Q&A with Kath Crawford of Flossie’s Kitten Rescue
Kath Crawford has been fostering cats for her entire adult life, but it was six years ago when she had to leave her job in the public service after falling ill that she decided to make fostering kittens a fulltime pursuit and launched Flossie’s Kitten Rescue.
Flossie’s is entirely self-funded and after starting in Kath’s loungeroom with just six cats it can now support up to 30 cats at any time and is based out of her garage which has been converted into a cat’s paradise.
Kitten rescues like Flossie’s have come about as a response to the large number of cats in Canberra that need a home, including unwanted or orphaned kittens.
Q. Where do the cats at Flossie’s come from?
Some get handed to the vet by members of the public and the vet will call me and if I have room I’ll take them and if I don’t they’ll go to the RSPCA. Sometimes the RSPCA will refer people to me and sometimes people contact me directly on the Facebook page because they’ve found cats or something has happened to them and they want to surrender cats.
Q. Do you have a team of volunteers that help you out?
We have four regulars at the moment. We get a lot of Uni students which is great, but we do lose some of them when they have exams and then go home over the long summer break, which also happens to coincide with kitten season, the busiest time of the year. Every now and then I will put a call out for volunteers and we always get more than we can use, so it’s pretty easy to get new volunteers.
Q. How long do cats spend at Flossie’s before they are adopted?
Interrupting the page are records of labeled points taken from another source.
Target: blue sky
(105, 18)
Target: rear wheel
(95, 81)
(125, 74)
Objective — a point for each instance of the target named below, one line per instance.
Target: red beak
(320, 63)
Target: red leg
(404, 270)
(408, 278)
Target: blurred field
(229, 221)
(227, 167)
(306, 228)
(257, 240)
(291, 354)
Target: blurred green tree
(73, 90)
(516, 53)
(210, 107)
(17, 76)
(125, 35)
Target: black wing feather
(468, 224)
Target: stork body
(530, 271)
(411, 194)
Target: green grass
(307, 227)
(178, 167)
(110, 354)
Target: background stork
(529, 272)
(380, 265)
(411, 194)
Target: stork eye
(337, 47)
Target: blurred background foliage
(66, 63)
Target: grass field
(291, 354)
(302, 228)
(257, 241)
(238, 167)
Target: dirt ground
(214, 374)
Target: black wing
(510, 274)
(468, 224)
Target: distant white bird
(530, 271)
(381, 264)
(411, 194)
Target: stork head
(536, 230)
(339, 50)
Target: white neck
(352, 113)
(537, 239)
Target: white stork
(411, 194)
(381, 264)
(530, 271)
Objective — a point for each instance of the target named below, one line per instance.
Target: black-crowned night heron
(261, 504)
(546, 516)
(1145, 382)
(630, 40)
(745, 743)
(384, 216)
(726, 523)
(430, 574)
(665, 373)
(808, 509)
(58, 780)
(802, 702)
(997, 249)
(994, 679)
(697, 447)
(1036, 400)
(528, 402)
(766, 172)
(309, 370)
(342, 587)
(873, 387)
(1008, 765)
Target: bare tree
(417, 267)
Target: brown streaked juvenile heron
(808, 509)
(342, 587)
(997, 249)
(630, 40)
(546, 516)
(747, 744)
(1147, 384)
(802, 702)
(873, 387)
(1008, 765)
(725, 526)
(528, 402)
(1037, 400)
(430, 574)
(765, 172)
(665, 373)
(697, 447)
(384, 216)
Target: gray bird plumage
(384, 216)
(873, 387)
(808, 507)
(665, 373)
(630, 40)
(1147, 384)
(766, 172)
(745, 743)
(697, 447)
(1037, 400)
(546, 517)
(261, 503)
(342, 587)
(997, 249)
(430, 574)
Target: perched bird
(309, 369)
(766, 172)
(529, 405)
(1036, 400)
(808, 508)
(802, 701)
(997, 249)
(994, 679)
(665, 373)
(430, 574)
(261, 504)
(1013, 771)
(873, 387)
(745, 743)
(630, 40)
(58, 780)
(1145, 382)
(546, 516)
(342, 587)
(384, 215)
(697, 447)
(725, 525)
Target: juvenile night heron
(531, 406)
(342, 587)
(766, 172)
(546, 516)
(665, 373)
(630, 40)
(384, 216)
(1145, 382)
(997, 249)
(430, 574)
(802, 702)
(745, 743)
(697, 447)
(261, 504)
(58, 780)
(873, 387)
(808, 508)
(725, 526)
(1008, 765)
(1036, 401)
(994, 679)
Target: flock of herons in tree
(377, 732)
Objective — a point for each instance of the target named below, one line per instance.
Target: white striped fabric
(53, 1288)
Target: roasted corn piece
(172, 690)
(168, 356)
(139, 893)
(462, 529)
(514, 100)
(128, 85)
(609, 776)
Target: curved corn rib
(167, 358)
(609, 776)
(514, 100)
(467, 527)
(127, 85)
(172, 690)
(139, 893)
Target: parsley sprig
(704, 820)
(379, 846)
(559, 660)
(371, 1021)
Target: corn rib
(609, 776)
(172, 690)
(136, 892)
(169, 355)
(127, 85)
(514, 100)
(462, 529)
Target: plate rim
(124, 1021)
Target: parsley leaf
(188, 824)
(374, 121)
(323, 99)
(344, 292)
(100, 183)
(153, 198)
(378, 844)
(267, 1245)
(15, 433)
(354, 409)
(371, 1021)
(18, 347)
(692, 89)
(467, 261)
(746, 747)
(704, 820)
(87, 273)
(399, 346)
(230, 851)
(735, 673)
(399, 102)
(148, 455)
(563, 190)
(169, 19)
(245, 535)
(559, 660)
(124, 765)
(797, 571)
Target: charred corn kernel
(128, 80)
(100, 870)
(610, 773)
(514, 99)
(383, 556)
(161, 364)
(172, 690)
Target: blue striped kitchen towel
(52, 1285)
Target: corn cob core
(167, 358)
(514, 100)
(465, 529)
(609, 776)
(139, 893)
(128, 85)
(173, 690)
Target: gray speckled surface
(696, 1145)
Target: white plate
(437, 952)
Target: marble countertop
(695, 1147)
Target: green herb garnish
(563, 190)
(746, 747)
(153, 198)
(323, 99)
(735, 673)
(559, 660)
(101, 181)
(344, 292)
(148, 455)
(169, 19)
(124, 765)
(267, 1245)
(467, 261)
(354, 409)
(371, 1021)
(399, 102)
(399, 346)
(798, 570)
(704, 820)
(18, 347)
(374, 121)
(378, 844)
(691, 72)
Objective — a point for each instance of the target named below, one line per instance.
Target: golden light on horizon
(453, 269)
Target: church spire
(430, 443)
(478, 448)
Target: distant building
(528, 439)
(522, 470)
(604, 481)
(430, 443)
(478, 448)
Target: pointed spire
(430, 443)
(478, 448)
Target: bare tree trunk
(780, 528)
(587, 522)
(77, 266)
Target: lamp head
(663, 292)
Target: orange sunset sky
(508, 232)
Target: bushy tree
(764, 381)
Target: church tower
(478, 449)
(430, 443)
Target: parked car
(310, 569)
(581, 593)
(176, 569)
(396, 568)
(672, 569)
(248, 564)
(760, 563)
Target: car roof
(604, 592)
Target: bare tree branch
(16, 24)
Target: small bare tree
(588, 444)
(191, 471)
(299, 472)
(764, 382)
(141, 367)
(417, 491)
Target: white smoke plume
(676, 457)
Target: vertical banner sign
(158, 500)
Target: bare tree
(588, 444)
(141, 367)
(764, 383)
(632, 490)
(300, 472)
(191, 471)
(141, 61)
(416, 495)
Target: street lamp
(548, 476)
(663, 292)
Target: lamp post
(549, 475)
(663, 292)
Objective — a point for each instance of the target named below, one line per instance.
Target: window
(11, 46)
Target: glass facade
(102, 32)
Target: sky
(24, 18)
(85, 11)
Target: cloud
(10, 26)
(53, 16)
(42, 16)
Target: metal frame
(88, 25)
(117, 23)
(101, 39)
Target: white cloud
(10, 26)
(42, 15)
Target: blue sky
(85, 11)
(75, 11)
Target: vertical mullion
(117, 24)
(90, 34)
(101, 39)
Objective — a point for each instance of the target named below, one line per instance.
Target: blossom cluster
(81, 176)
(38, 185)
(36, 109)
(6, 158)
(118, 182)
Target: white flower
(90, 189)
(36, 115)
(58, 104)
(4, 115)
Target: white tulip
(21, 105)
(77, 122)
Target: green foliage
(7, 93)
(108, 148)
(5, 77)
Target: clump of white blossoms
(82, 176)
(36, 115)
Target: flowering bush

We have five forever cats that we’ve had since they were kittens and we haven’t added to that in 8 years. We don’t want any more forever pets, so it is not our intention to keep any of these cats. We’re not an end point, we want to be like a holding bay, a safe haven while they need it and then get them into homes, and we’ve got a great track record of that. Some of the adults that aren’t well socialised when they come in might be here for a year or two, we’ve had that happen and then we’ve found them homes and it’s worked really well, it just takes the time it takes.
Q. What is the government doing to limit the number of stray cats?
The Barr government has introduced excellent animal welfare legislation, it’s really good, it’s just not being enforced. The legislation is great, and the politicians are saying all the right things but there’s very little follow through. You have to microchip your animals; how are they going to tell if you have or not? You’re meant to desex your animals, you’re meant to have a breeder’s license to sell kittens online. None of it gets enforced.
Q. How could they go about ensuring the number of cats in Canberra doesn’t continue to grow?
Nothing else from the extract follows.